La “cicla” (il cerchio). Gioco che consisteva nel tracciare prima un cerchio per terra e poi nel lanciare, da una certa distanza, soldi o bottoni per fare centro nel cerchio. “Sciucam’a lla cicla”! (giochiamo alla cicla!). Dal gr. Kyklos,  χύχλos, cerchio.

 

“Lu Currùculu” (la trottola). Trottola di legno a forma rotonda con una punta metallica infissa ad una estremità. Si avvolgeva a spirale un filo di spago; quindi tenendo stretto tra l’anulare e il mignolo il capo della cordicella, si prendeva la trottola tra il pollice e l’indice della stessa mano e la si lanciava con forza per terra. Lo spago svolgendosi, le imprimeva un movimento rotatorio e questa girava sulla punta appena toccata terra. Plur. m.: li currucli, (le trottole). Sciucam’ a llu currùculu! (Giochiamo alla trottola!).

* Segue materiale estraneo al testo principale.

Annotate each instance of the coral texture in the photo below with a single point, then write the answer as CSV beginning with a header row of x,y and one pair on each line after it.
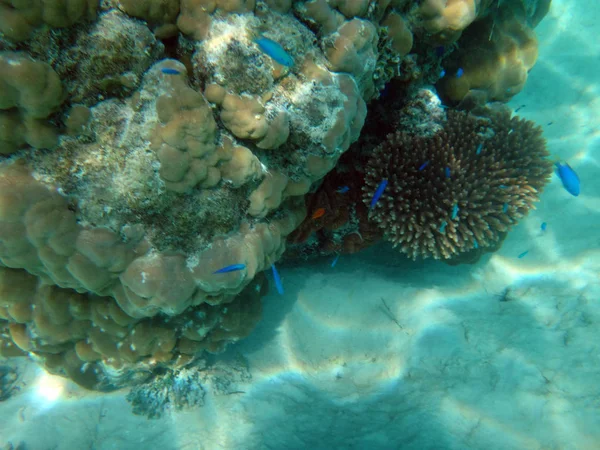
x,y
460,189
148,144
91,340
495,56
29,92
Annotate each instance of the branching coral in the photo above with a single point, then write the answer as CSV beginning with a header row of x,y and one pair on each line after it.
x,y
460,189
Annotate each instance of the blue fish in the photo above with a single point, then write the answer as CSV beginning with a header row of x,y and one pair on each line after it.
x,y
569,178
231,268
454,211
277,279
170,71
334,262
378,193
274,50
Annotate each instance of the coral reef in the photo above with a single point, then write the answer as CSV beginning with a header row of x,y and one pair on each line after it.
x,y
460,189
19,19
9,378
174,390
495,55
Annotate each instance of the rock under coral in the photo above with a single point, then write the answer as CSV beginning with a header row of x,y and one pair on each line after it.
x,y
460,189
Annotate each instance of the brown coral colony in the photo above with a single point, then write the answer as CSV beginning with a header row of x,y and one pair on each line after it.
x,y
460,189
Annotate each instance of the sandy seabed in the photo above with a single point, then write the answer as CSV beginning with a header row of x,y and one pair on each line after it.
x,y
383,353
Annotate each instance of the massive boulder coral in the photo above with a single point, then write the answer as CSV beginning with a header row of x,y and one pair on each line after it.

Dal lt. curru+rutulus o curruculus. Cfr F. Ribezzo, op. cit. e N. Gigante Diz.. cit.(v “curruchele”).

 

La “Cicirina”. Personaggio mitico di una filastrocca per bambini che recitava “cicirina cicirina  faci l’uéu ogni matina e llu puert’a lla reggina/ la riggina no vò/cucuzziellù e ppummalò”. (Cicirina cicirina, fai l’uovo ogni mattina, e lo porti a la regina, la regina non lo vuole, zucchina e pomodoro. La mamma recitava questa filastrocca per invitare il bambino a mangiare l’uovo.

 

“Ciclittòmma” (capitombolo, capriola). Dal gr. Kyklos χύχλos, + tombèo ĉoμβαω, cadere girandosi, cioè dopo aver fatto un giro su se stesso.

 

Guardia e ladri. Gioco composto da due squadre: i ladri non dovevano farsi prendere dalle guardie!

 

Gare con monopattino. Gare fatte dai bambini con monopattini costruiti anche a forma di “carruzzuni” (carrozzoni).

 

Ruota di bicicletta. Gioco fatto con la ruota senza “copertone”. Attraverso un’asta di ferro, veniva usata l’asticina di un ombrello e in tal modo si faceva girare la ruota di bicicletta.

 

“Lu sciueco di lu scaffo” (gioco dello schiaffo). Consisteva nell’individuare la persona che aveva tirato lo schiaffo quando si era girati.

 

“Lu sciueco di lu fazzoletto” ( gioco del fazzoletto). Si costituivano due squadre e si attribuiva un numero ad ogni componente. Una persona, posta a metà strada tra le due squadre schierate, chiamava un numero e le persone, cui quel numero è stato attribuito, correvano a prendere il fazzoletto. 

 

“La tene” (la tiene, consisteva nel non farsi toccare altrimenti se la “teneva”!!!).

 

“Scunnicoa”: il classico nascondino.

 

Campana. Consisteva nel disegnare col gesso per terra un sorta di pista numerata in cui, lanciata la pietra nei quadranti, si saltava.